Why the Public Schools?

Laurent Lafforgue:

Since my forced resignation from the High Council of Education, I have received hundreds of testimonials from teachers, parents, students and plain citizens of all social groups. Among these messages I have been particularly struck by those parents who have written me, in substance, “We have been so deceived, and we are so appalled, by what has become of the schools that we have decided to remove our children from there, and to teach them ourselves.” Or, “We have joined with other parents and are pooling our talents to form our own classes for our children”. Or, again, “Despite the financial sacrifice it represents, we have placed our children into private schools.” And finally, those most numerous messages which say: “Our children go to school, yes, but every evening we put them to work using old textbooks, and do what we can to give them the kind of rigorous instruction that is no longer given in their classes. But what a labor for them, and what a responsibility for us!”
That parents should go so far as to remove their children from school, to teach them themselves, at home, or to form parallel classes for them in which they, themselves, are the teachers, to prefer a school to which they must pay the fee to the free public school, or to impose on their children and themselves the burden of a night school added to the day school they consider to be nothing but a holding pen, all this became and remains for me a theme of profound dismay. And I notice as well that these are surely the parents who enjoy a high level of education and – for those who can pay the fees of a private school – of income. And then I think of the other children, who do not have the benefits of having been born into families similarly favored.

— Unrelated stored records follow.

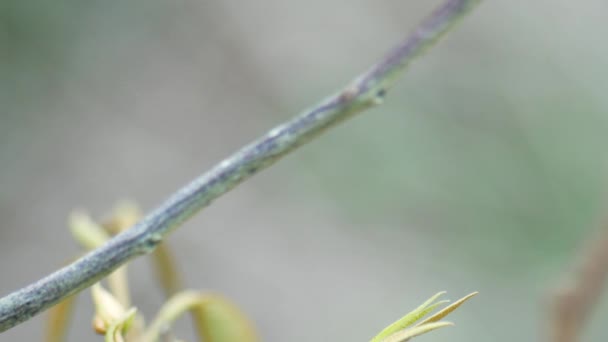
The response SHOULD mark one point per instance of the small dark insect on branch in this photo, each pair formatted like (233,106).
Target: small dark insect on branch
(365,91)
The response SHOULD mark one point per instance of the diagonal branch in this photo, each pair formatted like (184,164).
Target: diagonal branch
(365,91)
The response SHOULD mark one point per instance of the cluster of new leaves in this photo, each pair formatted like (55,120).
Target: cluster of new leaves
(215,318)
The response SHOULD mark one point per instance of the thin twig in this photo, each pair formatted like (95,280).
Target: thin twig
(573,302)
(365,91)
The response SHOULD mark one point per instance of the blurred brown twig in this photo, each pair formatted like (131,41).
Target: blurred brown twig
(573,301)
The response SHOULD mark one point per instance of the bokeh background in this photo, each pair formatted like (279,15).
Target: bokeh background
(484,170)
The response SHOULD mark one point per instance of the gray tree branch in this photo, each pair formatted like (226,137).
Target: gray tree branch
(365,91)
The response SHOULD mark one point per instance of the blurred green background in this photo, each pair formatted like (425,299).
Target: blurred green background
(483,171)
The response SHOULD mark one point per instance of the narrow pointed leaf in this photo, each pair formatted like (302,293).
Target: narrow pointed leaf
(411,317)
(407,334)
(447,310)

Students, all the students, are the primary victims of the destruction of the school. This destruction has resulted from educational policies of all the governments of the last few decades. It is not the teachers who are responsible for it, for they are victims themselves: firstly in that they have been prevented from teaching correctly, by the publication of national curricula which are increasingly disorganized, incoherent and emptied of content; then because the knowledge gaps accumulated by their students over the course of years have made the conditions of teaching ever more difficult, and have exposed them to incidents of increasing incivility and violence on the part of adolescents who have never been taught either the elementary understandings, the habits of work, or the self-control which are indispensable to the progress of their studies; and finally because the younger generation of teachers has suffered from an already degraded educational program, so that their own understanding is less certain than that of their elders, and, with the exception of some well tempered characters, has been disoriented by the absurd training so prodigally distributed by the teachers colleges.